One level below me are four regional security managers and the global information security manager, who is a PhD. Any of them could be a CSO. Below that level, in middle management, there are certain people whom we've already identified as potential CSOs. We have annual career development meetings, and we don't just look at performance but also at potential. If I were a middle manager who was a potential CSO, I would be told that I was a "lister." A lister is a person who has identified potential to go at least two [salary] grades higher than the one they're in. It's a BAT [British American Tobacco] term that we use to identify people in whom we need to put a special investment.

What I don't want to have in this company is a situation where we've only got one choice. One choice really decides itself, doesn't it? One choice means that within the companybearing in mind that our CSO will always be selected from the companythere is no competition. Human beings work at their best when they're in a competitive environment. I want the potential CSOs to know that they are in healthy competition.

I'm always looking for talent. I have what you might call a little black book, where I have notes on people I have met around the world who look like the sort of material we want to bring into this company. In Nick Proctor's case, I met him around 1996, when he was executive director of the Overseas Security Advisory Council at the U.S. State Department. I got to know him pretty well and very quickly realized that he was a man of significant talent, and the sort of guy we would like in this company. But I didn't have a vacancy.

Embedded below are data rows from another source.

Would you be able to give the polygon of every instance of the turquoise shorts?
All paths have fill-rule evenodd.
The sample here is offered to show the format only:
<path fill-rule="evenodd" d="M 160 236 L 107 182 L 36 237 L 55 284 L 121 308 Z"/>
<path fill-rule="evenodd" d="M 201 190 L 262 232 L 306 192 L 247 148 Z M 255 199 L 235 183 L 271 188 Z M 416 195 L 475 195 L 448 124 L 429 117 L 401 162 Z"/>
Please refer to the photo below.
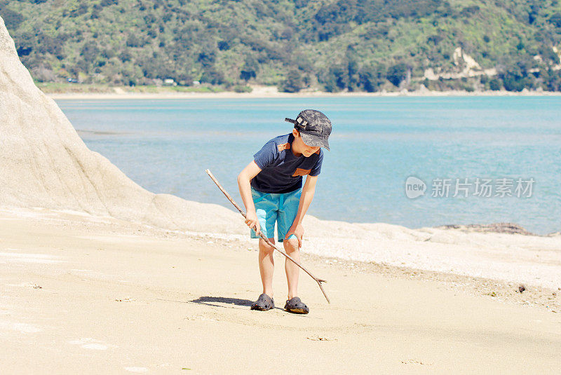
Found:
<path fill-rule="evenodd" d="M 283 242 L 296 219 L 302 193 L 302 189 L 290 193 L 262 193 L 251 188 L 259 224 L 266 238 L 275 238 L 276 222 L 277 240 Z M 253 229 L 251 230 L 251 238 L 260 238 Z M 288 238 L 296 238 L 296 236 L 292 234 Z"/>

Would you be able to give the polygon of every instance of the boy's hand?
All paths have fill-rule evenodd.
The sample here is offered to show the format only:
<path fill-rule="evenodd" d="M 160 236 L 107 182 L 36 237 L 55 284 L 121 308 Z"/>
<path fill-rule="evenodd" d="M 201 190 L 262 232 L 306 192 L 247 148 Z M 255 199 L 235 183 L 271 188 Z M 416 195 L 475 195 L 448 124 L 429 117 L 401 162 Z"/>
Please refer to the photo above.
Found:
<path fill-rule="evenodd" d="M 259 220 L 257 219 L 257 214 L 253 211 L 248 211 L 245 213 L 245 224 L 250 229 L 255 229 L 256 233 L 259 233 L 261 227 L 259 225 Z"/>
<path fill-rule="evenodd" d="M 285 240 L 288 239 L 291 234 L 296 236 L 296 238 L 298 239 L 298 247 L 302 247 L 302 236 L 304 236 L 304 226 L 302 226 L 302 224 L 292 225 L 286 233 L 286 236 L 285 236 Z"/>

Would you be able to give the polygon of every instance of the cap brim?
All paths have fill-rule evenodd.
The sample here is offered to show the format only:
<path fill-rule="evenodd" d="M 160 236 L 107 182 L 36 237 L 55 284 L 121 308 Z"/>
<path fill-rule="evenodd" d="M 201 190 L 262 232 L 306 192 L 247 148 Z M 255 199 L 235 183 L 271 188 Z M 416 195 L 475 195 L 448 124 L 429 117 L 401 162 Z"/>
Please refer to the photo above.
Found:
<path fill-rule="evenodd" d="M 327 138 L 322 138 L 317 135 L 311 135 L 302 131 L 300 131 L 300 136 L 302 137 L 304 143 L 308 146 L 311 147 L 323 147 L 324 149 L 327 149 L 327 151 L 330 151 L 329 142 Z"/>

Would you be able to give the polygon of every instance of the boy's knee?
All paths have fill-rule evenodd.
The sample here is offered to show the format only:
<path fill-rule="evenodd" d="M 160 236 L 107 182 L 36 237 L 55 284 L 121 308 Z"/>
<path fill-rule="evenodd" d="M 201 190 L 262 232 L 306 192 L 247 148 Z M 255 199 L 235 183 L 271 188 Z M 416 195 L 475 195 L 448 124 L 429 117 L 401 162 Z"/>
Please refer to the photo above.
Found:
<path fill-rule="evenodd" d="M 292 252 L 294 251 L 297 251 L 299 250 L 298 247 L 298 239 L 297 238 L 290 238 L 289 240 L 285 240 L 283 241 L 283 243 L 285 246 L 285 250 L 287 252 Z"/>
<path fill-rule="evenodd" d="M 271 243 L 275 243 L 273 242 L 274 240 L 271 240 L 271 238 L 269 238 L 269 240 L 271 241 Z M 271 246 L 270 245 L 269 245 L 267 243 L 266 243 L 262 239 L 261 239 L 261 240 L 259 240 L 259 250 L 261 252 L 272 252 L 274 250 L 274 247 L 273 246 Z"/>

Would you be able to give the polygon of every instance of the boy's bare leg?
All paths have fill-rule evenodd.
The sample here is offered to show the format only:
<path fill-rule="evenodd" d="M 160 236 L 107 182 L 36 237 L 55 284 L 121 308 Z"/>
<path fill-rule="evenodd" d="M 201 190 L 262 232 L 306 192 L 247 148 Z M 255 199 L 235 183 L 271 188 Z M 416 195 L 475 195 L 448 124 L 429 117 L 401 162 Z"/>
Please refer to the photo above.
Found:
<path fill-rule="evenodd" d="M 283 243 L 285 246 L 285 251 L 294 260 L 300 263 L 300 249 L 298 247 L 298 240 L 290 238 L 285 240 Z M 288 299 L 298 296 L 298 275 L 300 268 L 286 259 L 285 261 L 285 271 L 286 271 L 286 280 L 288 282 Z"/>
<path fill-rule="evenodd" d="M 269 238 L 271 243 L 275 243 L 274 238 Z M 263 293 L 273 298 L 273 271 L 275 261 L 273 260 L 274 249 L 263 238 L 259 240 L 259 271 L 261 273 L 261 282 L 263 283 Z"/>

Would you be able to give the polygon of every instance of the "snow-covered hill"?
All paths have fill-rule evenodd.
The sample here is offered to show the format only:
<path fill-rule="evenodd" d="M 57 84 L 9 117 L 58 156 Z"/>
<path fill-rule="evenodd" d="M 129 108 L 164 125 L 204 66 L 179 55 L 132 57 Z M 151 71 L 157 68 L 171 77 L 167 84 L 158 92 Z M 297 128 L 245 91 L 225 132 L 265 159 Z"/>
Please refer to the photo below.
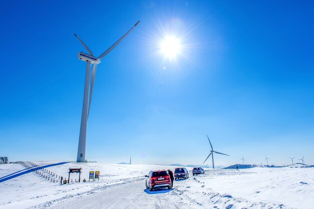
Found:
<path fill-rule="evenodd" d="M 0 182 L 0 208 L 309 209 L 314 205 L 313 167 L 207 168 L 205 175 L 176 181 L 173 189 L 152 192 L 145 188 L 144 175 L 175 166 L 69 163 L 47 168 L 67 178 L 69 167 L 82 167 L 82 179 L 88 179 L 89 171 L 99 170 L 100 180 L 61 185 L 27 173 Z M 20 164 L 0 165 L 0 180 L 25 169 Z M 73 174 L 71 178 L 78 177 Z"/>

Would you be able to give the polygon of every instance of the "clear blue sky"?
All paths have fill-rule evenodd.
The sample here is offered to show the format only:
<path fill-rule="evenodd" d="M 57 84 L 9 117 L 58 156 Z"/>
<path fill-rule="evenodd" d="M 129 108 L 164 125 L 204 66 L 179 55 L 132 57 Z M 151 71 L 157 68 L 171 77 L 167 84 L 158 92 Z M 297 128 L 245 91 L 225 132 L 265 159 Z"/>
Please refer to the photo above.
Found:
<path fill-rule="evenodd" d="M 76 159 L 86 64 L 98 65 L 88 160 L 314 164 L 314 2 L 5 1 L 0 7 L 0 155 Z M 160 52 L 165 36 L 182 46 Z M 210 164 L 210 161 L 209 161 Z"/>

Then an opportunity came up. In 2001, we made him regional security manager for the America-Pacific, which used to be based in Louisville, Ky. Then we decided we needed to give him broader experience. Since the first of January this year, Nick has been regional security manager for Europe. He's been having to put up with all us strange Europeans. This was just to confirm that in another environment Nick would display those characteristics we know we have to have in the top position. Nick came into Europe and performed exactly as we expected.